Consider a matrix \( M \in \mathbb{Z}^{m \times n} \) of rank \( r \). The matrix \( M \) is called k-modular (for some \( k \in \{1,2,\dotsc \} \)) if these two conditions are satisfied:

for some column basis \( B \subseteq \{1,2,\dotsc,n\} \) of \( M \), the greatest common divisor of the determinants of all \(r \)-by- \( r \) submatrices of \( M_{\star,B} \) is equal to \( k \).
The matrix \( X \) such that \( M = M_{\star,B} X \) is totally unimodular.
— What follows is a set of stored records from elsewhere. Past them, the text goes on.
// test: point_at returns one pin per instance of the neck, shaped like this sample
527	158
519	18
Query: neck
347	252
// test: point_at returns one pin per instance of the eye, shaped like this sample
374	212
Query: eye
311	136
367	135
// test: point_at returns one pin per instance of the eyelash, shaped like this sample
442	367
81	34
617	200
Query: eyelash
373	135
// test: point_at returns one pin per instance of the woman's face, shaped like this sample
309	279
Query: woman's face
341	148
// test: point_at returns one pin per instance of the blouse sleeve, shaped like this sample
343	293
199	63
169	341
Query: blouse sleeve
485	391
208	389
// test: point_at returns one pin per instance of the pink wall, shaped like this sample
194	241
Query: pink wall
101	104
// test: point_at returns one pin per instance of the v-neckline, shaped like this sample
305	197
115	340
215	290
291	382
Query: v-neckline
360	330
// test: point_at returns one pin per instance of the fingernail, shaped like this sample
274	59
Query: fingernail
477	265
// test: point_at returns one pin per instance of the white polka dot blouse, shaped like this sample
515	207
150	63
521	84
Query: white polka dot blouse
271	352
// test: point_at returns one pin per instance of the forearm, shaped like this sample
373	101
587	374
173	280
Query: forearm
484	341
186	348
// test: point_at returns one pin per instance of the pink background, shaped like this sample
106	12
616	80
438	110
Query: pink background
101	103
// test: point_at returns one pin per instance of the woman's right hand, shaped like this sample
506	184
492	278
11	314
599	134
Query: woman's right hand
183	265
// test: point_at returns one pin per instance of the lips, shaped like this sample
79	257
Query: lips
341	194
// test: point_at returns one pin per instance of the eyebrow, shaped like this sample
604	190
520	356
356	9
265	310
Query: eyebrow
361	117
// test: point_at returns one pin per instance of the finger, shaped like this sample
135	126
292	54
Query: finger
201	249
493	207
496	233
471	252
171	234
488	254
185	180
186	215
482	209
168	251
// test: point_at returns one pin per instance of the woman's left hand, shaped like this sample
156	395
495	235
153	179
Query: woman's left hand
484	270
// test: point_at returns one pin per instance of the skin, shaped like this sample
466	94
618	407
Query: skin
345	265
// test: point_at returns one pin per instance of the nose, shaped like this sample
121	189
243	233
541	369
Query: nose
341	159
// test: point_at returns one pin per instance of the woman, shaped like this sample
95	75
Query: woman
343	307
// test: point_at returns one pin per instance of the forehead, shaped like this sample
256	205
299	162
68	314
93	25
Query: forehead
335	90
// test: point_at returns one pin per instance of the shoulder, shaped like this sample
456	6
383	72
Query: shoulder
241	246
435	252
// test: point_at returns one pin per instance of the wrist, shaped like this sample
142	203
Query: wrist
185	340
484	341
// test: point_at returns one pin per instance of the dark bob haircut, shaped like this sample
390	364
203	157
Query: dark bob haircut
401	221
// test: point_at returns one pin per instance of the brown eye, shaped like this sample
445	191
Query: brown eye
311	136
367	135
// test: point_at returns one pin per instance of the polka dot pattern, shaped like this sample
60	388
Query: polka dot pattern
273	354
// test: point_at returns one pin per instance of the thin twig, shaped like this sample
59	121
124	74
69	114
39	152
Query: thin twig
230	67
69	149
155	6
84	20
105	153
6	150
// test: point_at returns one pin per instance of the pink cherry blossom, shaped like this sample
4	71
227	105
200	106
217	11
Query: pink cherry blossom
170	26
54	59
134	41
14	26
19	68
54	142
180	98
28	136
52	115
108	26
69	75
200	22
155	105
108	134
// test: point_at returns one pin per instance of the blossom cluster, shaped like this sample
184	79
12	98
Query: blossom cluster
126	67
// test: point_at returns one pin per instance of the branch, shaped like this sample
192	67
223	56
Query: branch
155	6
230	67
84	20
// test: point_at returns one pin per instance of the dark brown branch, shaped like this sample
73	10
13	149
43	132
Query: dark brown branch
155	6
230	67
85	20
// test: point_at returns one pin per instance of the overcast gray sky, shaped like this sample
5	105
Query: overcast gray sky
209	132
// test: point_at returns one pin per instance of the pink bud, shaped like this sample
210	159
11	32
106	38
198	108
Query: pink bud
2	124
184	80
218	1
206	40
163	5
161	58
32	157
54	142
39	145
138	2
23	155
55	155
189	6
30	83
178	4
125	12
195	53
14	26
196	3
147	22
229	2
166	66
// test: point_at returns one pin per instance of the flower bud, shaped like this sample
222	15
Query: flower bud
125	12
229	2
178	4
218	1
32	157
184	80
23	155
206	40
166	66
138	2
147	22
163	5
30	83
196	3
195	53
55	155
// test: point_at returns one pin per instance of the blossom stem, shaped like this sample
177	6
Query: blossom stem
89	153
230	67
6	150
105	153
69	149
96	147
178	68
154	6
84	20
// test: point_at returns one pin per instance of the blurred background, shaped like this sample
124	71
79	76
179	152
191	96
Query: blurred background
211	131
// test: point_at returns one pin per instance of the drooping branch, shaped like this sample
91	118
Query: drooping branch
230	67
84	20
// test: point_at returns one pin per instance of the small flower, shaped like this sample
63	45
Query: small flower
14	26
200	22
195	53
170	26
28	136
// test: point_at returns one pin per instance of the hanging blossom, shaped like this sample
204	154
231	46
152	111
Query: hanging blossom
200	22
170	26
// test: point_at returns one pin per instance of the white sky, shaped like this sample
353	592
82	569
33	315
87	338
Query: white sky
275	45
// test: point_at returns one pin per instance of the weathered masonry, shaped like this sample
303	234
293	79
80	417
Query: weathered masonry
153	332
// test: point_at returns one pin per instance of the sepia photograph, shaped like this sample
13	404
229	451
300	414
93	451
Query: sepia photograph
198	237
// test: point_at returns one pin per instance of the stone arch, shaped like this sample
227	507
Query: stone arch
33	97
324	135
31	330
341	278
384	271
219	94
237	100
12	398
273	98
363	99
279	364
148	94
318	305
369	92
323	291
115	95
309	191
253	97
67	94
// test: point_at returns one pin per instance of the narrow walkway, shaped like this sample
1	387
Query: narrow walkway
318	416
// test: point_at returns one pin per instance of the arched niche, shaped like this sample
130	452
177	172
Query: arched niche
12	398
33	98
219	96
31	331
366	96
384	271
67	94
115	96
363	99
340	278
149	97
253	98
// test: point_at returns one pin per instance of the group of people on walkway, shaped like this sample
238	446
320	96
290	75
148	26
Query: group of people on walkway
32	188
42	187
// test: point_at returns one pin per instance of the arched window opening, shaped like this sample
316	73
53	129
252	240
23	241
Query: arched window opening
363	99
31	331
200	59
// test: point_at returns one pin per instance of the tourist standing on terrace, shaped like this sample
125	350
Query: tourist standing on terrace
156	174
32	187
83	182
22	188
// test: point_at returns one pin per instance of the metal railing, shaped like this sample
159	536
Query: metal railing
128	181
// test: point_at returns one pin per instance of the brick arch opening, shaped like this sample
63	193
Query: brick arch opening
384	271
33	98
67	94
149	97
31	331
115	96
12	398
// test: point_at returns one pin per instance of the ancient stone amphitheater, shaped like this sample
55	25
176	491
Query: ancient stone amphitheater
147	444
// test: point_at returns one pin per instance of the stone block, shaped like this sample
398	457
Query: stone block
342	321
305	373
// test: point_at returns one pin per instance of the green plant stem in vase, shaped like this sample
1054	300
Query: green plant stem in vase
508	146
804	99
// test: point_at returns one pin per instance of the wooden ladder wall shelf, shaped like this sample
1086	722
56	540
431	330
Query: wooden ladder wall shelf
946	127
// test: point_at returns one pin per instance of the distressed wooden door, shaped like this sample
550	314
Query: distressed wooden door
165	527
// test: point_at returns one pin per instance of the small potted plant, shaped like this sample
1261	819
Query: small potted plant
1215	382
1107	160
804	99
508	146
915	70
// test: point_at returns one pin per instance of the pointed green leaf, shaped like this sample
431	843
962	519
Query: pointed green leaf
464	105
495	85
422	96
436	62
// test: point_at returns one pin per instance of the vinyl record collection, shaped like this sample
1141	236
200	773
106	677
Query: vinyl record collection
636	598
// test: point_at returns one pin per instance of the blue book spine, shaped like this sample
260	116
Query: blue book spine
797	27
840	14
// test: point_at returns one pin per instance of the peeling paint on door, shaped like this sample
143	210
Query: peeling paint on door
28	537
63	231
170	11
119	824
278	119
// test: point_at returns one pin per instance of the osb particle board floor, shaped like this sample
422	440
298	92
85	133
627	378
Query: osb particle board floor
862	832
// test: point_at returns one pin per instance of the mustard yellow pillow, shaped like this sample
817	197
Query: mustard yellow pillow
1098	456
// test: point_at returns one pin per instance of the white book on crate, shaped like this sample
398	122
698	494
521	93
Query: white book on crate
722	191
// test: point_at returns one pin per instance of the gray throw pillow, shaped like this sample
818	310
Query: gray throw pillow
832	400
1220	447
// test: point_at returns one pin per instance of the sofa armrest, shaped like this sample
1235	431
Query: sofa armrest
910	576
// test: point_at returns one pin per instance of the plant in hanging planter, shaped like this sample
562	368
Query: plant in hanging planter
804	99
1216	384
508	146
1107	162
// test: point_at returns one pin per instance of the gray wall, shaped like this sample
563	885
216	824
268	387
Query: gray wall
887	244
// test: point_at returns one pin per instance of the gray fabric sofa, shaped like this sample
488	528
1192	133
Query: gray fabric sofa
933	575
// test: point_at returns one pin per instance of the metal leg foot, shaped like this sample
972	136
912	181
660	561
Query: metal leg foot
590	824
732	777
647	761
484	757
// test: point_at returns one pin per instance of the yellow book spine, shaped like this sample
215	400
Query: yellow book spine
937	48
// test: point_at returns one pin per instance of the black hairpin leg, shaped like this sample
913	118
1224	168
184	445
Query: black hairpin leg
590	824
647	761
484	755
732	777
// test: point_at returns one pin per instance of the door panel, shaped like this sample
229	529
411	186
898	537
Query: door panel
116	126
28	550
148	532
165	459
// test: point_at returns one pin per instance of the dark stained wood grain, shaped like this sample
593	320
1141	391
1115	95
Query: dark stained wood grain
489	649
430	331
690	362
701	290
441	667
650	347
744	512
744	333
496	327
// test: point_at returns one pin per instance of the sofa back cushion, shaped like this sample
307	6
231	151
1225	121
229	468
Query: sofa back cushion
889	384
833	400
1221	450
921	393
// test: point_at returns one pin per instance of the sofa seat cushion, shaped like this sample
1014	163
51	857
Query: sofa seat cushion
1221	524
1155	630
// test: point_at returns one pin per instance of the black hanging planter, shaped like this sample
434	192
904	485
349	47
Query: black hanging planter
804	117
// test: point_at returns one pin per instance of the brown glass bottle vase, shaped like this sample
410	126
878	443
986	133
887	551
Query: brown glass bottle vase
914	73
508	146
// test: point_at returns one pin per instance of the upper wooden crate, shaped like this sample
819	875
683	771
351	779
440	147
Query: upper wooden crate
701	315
In case \( M \) has full row-rank, the first property requires that the determinant of any basis matrix shall be \( k \), while the second property requires that \( M_{\star,B}^{-1} M \) is totally unimodular. Otherwise, \( M_{\star,B} \) is singular, and hence the property is more technical.

Note: k-modularity is independent of the choice of the column basis \( B \).

Additionally, \( M \) is called strongly k-modular if \( M \) and \( M^{\textsf{T}} \) are k-modular. The special cases with \( k = 1 \) is called unimodular and strongly unimodular, respectively.

Usage

The executable cmr-k-modular determines whether a given matrix \( M \) is \(k\)-modular (and determines \( k \)).

./cmr-k-modular [OPTION]... FILE

Options:

-i FORMAT Format of input FILE; default: dense.
-t Test \( M^{\textsf{T}} \) instead.
-s Test for strong \( k \)-modularity, i.e., test \( M \) and \( M^{\textsf{T}} \).
-u Test only for unimodularity, i.e., \( 1 \)-modularity.

Formats for matrices are dense-matrix and sparse-matrix. If FILE is -, then the input will be read from stdin.

C Interface

The functionality is defined in k_modular.h. The main functions are:

CMRtestKmodularity() tests a matrix for being \(k\)-modular.
CMRtestStrongKmodularity() tests a matrix for being strongly \(k\)-modular.
CMRtestUnimodularity() tests a matrix for being unimodular.
CMRtestStrongUnimodularity() tests a matrix for being strongly unimodular.